Myocardial ischemia: platelet and thromboxane concentrations in cardiac lymph and the effects of ibuprofen and prostacyclin.

Blood platelets have been implicated in several mechanisms leading to and/or modifying myocardial ischemia. Cardiac lymph examination allows insight into the extracellular fluid that is in equilibrium with the capillary blood. In order to obtain an index of platelet activation during coronary artery events in the awake chronic animal, we wished to ascertain whether evaluation of cardiac lymph would detect changes in platelet activation resulting from a vascular occlusion.

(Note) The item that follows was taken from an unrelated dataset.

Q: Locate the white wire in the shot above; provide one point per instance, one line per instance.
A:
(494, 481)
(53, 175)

The study used conscious dogs in which cardiac lymph vessels had been previously cannulated by open-chest surgical protocol. The concentrations of immunoreactive thromboxane B2 and platelet counts were assessed in the cardiac lymph during the control period, the 10-60 minute occlusions, and the reperfusion periods. The same protocols were effected on another series of dogs after infusion of ibuprofen or prostacyclin. Initially, immunoreactive thromboxane B2 concentrations in the systemic blood and cardiac lymph were identical. A three-fold increase in immunoreactive thromboxane B2 concentrations occurred in untreated animals and was accompanied by a fall in platelet count in the lymph. The infusion of ibuprofen or prostacyclin, which inhibit platelet aggregation by different mechanisms, prevented both the decrease in platelets and the increase in immunoreactive thromboxane B2. In this study, intravascular events resulting from coronary occlusion invoke a rapid rise of immunoreactive thromboxane B2 in the extravascular fluid. A decrease in platelet escape into the extravascular compartment is interpreted as a result of intravascular aggregation promoting decreased platelet numbers. Thus, examination of continuously flowing cardiac lymph allows rapid detection of intravascular activation of platelets in the awake animal in the absence of surgical trauma.